Alpha Amylase Enzyme:
This is the main chemical used to dissolve the starch or so called desizing. This enzyme eats up
the starches used in insoluble sizing, breaking them down into soluble sugars that dissolve during
laundry.

Aluminium Oxide:
Used in the sandblasting process, it is replacing silica sand for safety and environmental reasons.

Antique Finish:
Jeans finish involving a combination of stonewashing/enzymes abrasion, bleach and softeners to
create a well-worn vintage look.

Bleached:
Jeans finish involving a bleach bath, typically hypochlorite:, the result is a smooth, light blue
appearance. Bleaching can not be done on sulphur dyes, sulphur bottoming or sulphur topped
denim, otherwise those effects will be completely removed. Hydrogen peroxide may be used as a
substitute in certain application.

Cat whiskers:
A trendy aging-simulated effect created during sandblasting that mimics the naturally occurring
creases across the zipper and thigh area of a pair of jeans from hip to hip.
Desizing:
A wet-processing operation that removes warp sizing chemicals (ususally starch) from fabric.
Without proper desizing, streaks and cracks can occur during finishing of fabric at the
finishing/sanforizing range.

DE (diatomaceous earth):
Fine, fossilized remains of ancient animals used as abrasive in Jeans finishing.

Enzymes:
The advent of cellulase enzymes, protein-like substances that actually eat away at cotton fibers
(which are made of cellulose) and at color, has lowered the cost and cut the time spend creating a
desirable stonewash effect. However, too long an enzyme wash may actually cause too much
damage to the fabric.

Hydrogen Peroxide:
Used in the cleaning process, after abrasion, to clear away excess indigo from fibers. Sometimes
used as a bleaching agent for sulphur colors, or replacing amalyse enzymes in a desizing process.

Mill-Washed:
Refers to denim washed in the mill prior to garment manufacturing to remove lose color and
soften fabric. This normally happens when denim are used as furnishing fabric. As in most case
garment washing is much, much cheaper than fabric mill-wash.

Ozone:
A new finishing fad in which naturally occurring ozone gas is used to decolorize indigo; it reacts
with the dyes like bleach would, but gives a high contrast finish. An example will be the
application of it on dark indigo denim, in which the whole jeans remains dark, but only abraded
areas and pocket liners gets whiter.

Pearlite:
Synthetic abrasive traditionally used in Jeans finishing.

Pumice:
Lightweight, rough stones that pummel and scrape during Jeans finishing.

Rigid:
Dark, stiff, unwashed Indigo denim that has undergone no finishing process.

Sandblasting:
A finishing process that used sand or aluminium oxide or brushing to literally blast color off from
denim, thereby create a contrast to simulate a worn-out look. This process starts in the late 80s,
and can be done localized in certain areas like thigh or pockets or all over.

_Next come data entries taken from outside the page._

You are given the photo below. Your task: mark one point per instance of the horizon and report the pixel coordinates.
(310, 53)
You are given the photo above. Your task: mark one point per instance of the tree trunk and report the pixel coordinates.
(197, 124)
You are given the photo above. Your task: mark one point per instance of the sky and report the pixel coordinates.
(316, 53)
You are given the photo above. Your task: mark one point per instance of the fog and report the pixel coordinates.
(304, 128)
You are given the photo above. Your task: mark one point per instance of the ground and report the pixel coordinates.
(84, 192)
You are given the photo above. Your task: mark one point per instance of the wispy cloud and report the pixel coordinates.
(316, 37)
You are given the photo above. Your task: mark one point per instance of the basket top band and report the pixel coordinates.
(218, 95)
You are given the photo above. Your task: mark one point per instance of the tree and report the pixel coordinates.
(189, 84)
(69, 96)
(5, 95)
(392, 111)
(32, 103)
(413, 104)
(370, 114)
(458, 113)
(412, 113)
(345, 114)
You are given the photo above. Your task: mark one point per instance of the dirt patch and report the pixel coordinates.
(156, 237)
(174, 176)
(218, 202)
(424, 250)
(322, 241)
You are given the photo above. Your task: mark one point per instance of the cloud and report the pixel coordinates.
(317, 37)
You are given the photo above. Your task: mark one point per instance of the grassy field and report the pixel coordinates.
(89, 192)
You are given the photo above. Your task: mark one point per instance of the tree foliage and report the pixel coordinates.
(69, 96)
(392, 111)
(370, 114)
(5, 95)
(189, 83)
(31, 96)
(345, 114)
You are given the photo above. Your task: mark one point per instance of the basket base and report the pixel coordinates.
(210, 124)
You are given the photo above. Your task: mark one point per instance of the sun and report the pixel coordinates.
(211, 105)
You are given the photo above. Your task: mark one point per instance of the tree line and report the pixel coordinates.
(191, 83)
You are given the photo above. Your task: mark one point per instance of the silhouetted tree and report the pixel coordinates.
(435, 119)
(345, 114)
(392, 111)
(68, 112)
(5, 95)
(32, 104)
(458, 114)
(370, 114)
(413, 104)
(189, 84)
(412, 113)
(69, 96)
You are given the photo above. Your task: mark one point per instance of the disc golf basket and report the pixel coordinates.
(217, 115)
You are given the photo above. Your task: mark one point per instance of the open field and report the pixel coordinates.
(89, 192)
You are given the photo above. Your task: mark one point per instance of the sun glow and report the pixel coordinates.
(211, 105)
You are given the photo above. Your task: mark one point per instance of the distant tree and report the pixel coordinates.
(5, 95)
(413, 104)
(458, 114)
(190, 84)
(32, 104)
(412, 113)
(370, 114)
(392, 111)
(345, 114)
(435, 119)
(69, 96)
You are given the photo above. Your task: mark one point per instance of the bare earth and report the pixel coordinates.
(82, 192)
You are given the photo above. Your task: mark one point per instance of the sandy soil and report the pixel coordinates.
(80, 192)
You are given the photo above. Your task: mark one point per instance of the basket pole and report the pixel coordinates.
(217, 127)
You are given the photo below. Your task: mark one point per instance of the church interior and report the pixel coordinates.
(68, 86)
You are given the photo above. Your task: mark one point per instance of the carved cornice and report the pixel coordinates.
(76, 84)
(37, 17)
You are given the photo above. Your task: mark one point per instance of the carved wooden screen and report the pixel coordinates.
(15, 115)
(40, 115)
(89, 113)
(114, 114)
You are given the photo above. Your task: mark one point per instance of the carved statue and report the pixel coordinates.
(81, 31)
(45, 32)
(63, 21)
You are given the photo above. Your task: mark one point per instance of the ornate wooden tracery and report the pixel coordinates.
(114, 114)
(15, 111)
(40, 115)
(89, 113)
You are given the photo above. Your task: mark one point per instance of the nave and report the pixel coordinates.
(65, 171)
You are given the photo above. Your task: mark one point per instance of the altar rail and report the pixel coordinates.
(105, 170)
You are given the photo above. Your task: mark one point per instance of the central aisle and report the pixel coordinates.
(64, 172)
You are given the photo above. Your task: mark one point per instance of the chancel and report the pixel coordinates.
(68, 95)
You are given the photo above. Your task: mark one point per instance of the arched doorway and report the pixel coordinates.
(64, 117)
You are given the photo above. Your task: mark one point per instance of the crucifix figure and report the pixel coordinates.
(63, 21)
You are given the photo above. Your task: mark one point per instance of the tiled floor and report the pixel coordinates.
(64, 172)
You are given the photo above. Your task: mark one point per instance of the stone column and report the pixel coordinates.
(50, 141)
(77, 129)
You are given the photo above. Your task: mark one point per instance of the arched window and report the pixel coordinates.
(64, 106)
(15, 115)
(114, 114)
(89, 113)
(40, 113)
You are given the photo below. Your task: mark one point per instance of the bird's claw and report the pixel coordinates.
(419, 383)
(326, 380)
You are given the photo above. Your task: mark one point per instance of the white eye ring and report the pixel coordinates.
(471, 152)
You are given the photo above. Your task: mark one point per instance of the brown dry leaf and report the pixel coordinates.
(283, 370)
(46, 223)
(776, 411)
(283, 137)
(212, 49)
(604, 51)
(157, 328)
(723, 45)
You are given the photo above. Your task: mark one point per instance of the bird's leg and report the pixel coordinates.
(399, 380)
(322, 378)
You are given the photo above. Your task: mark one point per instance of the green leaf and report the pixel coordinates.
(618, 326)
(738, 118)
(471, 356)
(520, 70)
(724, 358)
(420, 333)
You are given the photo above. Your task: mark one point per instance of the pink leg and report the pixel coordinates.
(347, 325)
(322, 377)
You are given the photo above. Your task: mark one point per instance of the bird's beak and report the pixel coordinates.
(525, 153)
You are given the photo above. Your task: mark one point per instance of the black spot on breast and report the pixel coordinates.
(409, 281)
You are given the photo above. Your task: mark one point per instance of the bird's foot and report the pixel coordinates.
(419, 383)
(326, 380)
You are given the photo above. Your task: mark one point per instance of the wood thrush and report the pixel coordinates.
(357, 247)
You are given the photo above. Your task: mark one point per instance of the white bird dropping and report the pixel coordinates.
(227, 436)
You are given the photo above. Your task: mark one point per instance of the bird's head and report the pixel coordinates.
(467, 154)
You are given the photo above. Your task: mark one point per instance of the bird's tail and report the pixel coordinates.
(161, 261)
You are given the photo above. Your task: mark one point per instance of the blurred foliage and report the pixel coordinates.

Cat whiskers is a
favourable form of sandblasting result.
Sanforize:
To preshrink denim in order to control dimensional stability in the warp direction.

Scouring:
A process that scours indigo form denim by bringing the pH value in the rinse bath and, with the
aid of detergent, pushing the loose indigo down the drain.

Skewing:
A finishing process usually refers to as the Preskewing process that contorts denim to its natural
after-wash configuration. This reduces the torque in the fabric and prevents leg twisting.

Stonewashing:
A process in which jeans are tumbled in the washing machines in a laundry with pumice stones
ranging in size form marbles to golf balls. This process can take from one to three hours, causing
the denim fibers to be scraped and cut.

Top Softener:
Added in the final step of wet-processing, softeners (either cationic or silicone) are lubricants used
to improve the hand of the finished denim.